Kurz nach dem Wechsel half dann ein Standard. Aue bekam eine Ecke nicht gut geklärt. Leonardo Bittencourt drang über die rechte Seite in den Strafraum ein und bediente den vorn gebliebenen Verteidiger Friedl, der den Ball unbedrängt über die Linie schob. Bremen verwaltete den Vorsprung, hatte durch Füllkrug (72.) eine gute Chance. In der Nachspielzeit gelang dem Stürmer dann doch noch sein Tor mit einem sehenswerten Schuss, schließlich räumte Schmidt letzte Zweifel aus.

Holstein Kiel - 1. FC Nürnberg 3:0 (2:0)

Holstein Kiel hat auch die letzte theoretische Chance des 1. FC Nürnberg auf die Rückkehr in die Bundesliga zunichte gemacht. Die Franken mussten sich bei den Norddeutschen verdient mit 0:3 (0:2) geschlagen geben und weisen vor dem letzten Spieltag sechs Punkte Rückstand auf Rang drei auf. Vor 12.455 Zuschauern im Holstein-Stadion erzielten Steven Skrzybski (14. Minute), Julian Korb (41.) und Lewis Holtby (63.) die Tore für die KSV Holstein, die zum fünften Mal in Serie unbesiegt blieb und den Klassenverbleib schon in der vergangenen Woche gesichert hatte. Der FCN blieb dagegen zum vierten Mal nacheinander sieglos.

Beide Mannschaften spielten vom Anpfiff weg munter drauflos. Die Gäste hatten zunächst mehr Ballbesitz, die Hausherren agierten hingegen überaus effektiv. Skrzybski nutzte nach Zuspiel des starken Holtby gleich die erste Gelegenheit zur Führung, die Korb nach Fabian Reeses Top-Vorlage per Abstauber noch kurz vor der Pause ausbaute.

Nach dem Wechsel versuchte der "Club", mit zwei frischen Kräften mehr Durchschlagskraft zu bekommen. Doch erneut waren es die Kieler, die durch Holtby zuschlugen. Dadurch war der Nürnberger Widerstand dann endgültig gebrochen. Die Schleswig-Holsteiner schafften damit wie angestrebt den versöhnlichen Heimabschluss einer schwierigen Saison.
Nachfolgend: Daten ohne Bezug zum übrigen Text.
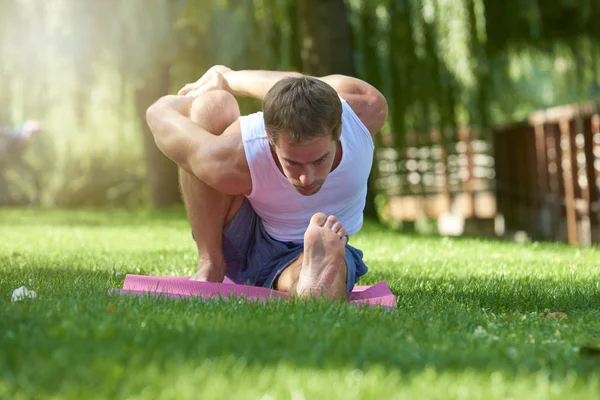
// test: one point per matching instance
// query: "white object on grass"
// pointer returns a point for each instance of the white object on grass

Karlsruher SC - Dynamo Dresden 2:2 (0:1)

Der Karlsruher SC hat einen Sieg im letzten Heimspiel der Saison verpasst, die Sieglos-Serie von Dynamo Dresden aber auf nunmehr 16 Partien verlängert. Die Badener trennten sich von den Sachsen 2:2 (0:1). Patrick Weihrauch brachte die Gäste in der 26. Minute in Führung. Kapitän Jerôme Gondorf (65.) und Torjäger Philipp Hofmann (74.), der im Sommer zum Erstligisten VfL Bochum wechseln wird, drehten die Partie vor 18.649 Zuschauern zu Gunsten der Karlsruher. In der Nachspielzeit traf Dresdens Michael Akoto (90.+4) aber noch zum 2:2.

Sportlich stand im Wildpark nicht viel auf dem Spiel. Der KSC hat den Ligaverbleib längst sicher. Auch dass Dynamo in die Abstiegsrelegation muss, stand schon vorab fest. Die Gäste erwischten den besseren Start und gingen durch einen Schuss von Weihrauch ins linke obere Eck nicht unverdient in Führung. Der KSC, dessen Verteidiger Christoph Kobald sich am Sprunggelenk verletzte und nach einer halben Stunde ausgewechselt werden musste, kam erst in der Schlussphase der ersten Halbzeit zu Chancen. Diese konnten Kyoung-Rok Choi (34.) und Hofmann (41.) aber nicht nutzen.

Mitte der zweiten Hälfte drehten die Gastgeber dann auf. Gondorf traf nach einer Ecke per Direktabnahme zum Ausgleich, Stürmer Fabian Schleusener (70.) nur die Latte. Nur wenige Minuten später erzielte Hofmann nach einem Freistoß per Kopf sein 19. Saisontor. Mit der letzten Szene schlug Akoto per Distanzschuss aber noch einmal zurück.